The proposed hybrid clustering based health decision-making for improving dietary habits makes use of user clustering, classification, ontology, food clustering, and similarity coefficient in the diet and nutrition knowledge base. It recommends food products after user classification and food preference prediction. Hybrid clustering utilizes the diet and nutrition service ontology for user classification and food preference prediction so as to connect multiple clusters. In user classification, active user data for 27 properties in National Health and Nutrition Examination Survey are entered. The active user data are classified into clusters based on similarity with the uses of disease clustering and euclidean distance [31, 32]. For food preference prediction, the diet and nutrition service ontology is utilized in order to select the recommend food products for classified active user clusters as candidate food. Four filters of the knowledge base are applied to the selected food products. Food cluster filter utilizes euclidean distance in order to find the food cluster of recommended food products. Based on the classified food products, the food products that have a similar diet and nutrition structure are searched for with the use of Pearson’s r. The food products are sequentially lined up in the order of high similarity. The selected food products pass through universal preference filter in order to predict their universal preference in society. As the result of the preference prediction in universal preference filter, the food products that have more than 2 as a preference value become the candidate food set-2. Through user feedback filter, active users’ preference for the candidate food set-2 is predicted, and the food products that are preferred in a higher than normal value are finally recommended to active users. With the diet and nutrition service ontology, the number of recommended food products can be changed. If the ontology recommends three food products, a user can get the recommended food set with three products finally. An active user evaluates actual preference for the recommended food and the evaluated result is delivered to a model as feedback. As a result, the weight of user feedback filter is adjusted. Figure 5 shows the structure of the proposed hybrid clustering based health decision-making for improving dietary habits.

Table 6

RMSE according to feedback counts

Feedback counts	0	5	10	15	20	25
RMSE	0.672	0.668	0.676	0.671	0.665	0.658

Figure 5.

Hybrid clustering based health decision-making for improving dietary habits.
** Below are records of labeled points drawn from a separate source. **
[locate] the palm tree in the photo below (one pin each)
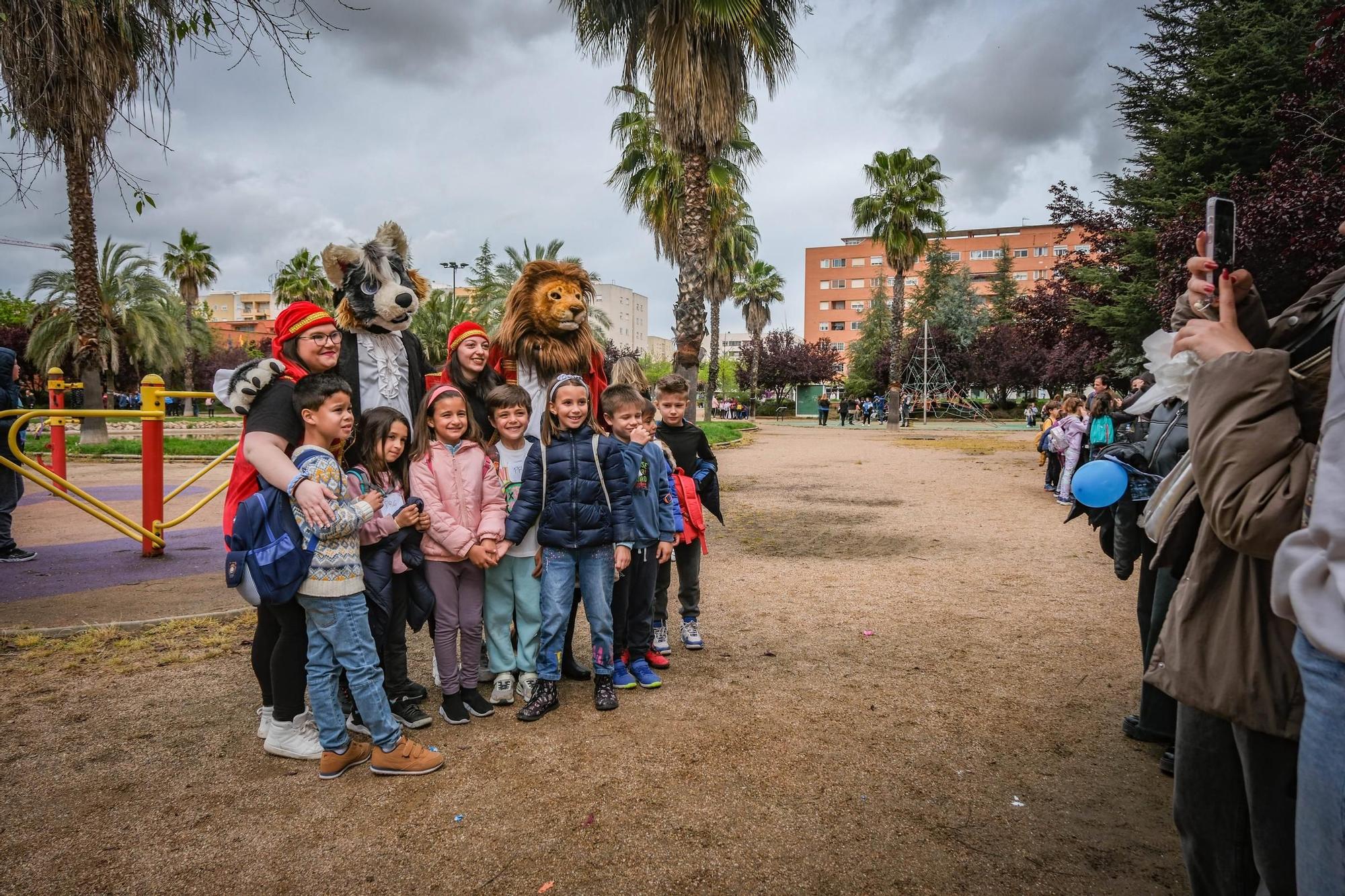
(139, 315)
(303, 280)
(194, 268)
(754, 294)
(903, 206)
(699, 57)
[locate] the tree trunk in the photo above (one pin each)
(188, 288)
(899, 311)
(84, 253)
(693, 244)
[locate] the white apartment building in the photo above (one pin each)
(629, 311)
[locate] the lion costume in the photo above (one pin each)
(545, 331)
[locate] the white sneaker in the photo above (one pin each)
(504, 690)
(297, 739)
(264, 716)
(528, 686)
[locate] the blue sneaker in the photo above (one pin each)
(644, 674)
(692, 634)
(622, 677)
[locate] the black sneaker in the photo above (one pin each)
(544, 701)
(477, 704)
(410, 715)
(453, 710)
(605, 694)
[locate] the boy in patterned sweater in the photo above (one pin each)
(334, 604)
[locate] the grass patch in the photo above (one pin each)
(174, 446)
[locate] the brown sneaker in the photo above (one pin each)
(336, 764)
(407, 758)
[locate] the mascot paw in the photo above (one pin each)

For the performance of the proposed method, precision and average preference are evaluated. To evaluate precision, RMSE (Root Mean Square Error) based error rate is analyzed. RMSE is used to evaluate the error variation of a predictive value, and to measure a difference between an actual value and a predictive value [33, 34]. The smaller RMSE value, the more precision. The Eq. (5) presents RMSE. In the equation, n represents the number of data; y means an actual value; y¯ means a predictive value.

(5)

𝑅𝑀𝑆𝐸=∑k=1n(yk-yk¯)2n

The preference data used for evaluation are 1,182 food preference data after the exception of 2,758 data (70%) from the already collected food preference data [25]. For the evaluation of precision, the proposed hybrid clustering based food recommendation (HCbFR) is compared with regression based food recommendation (RbFR) and collaborative filtering based food recommendation (CFbFR) in terms of RMSE. RbFR makes use of a simple regression model to predict a user’s preference for recommended food. CFbFR utilizes similarity coefficients of users in order to present the predictive error of an active user’s preference. Average preference is evaluated differently depending on the selection method of recommended food. The proposed method is compared with cluster based food recommendation (CbFR). Based on user clusters and the diet anmd nutrition service ontology, CbFR presents the preference for recommended food. Table 5 shows the evaluation results of precision and average preference. As shown the evaluation results, the preference error between the proposed method and CFbFR is the lowest. CFbFR fails to take into account users’ health conditions. CbFR recommends food products without consideration of users’ food preference so that user’s overall food preference is low.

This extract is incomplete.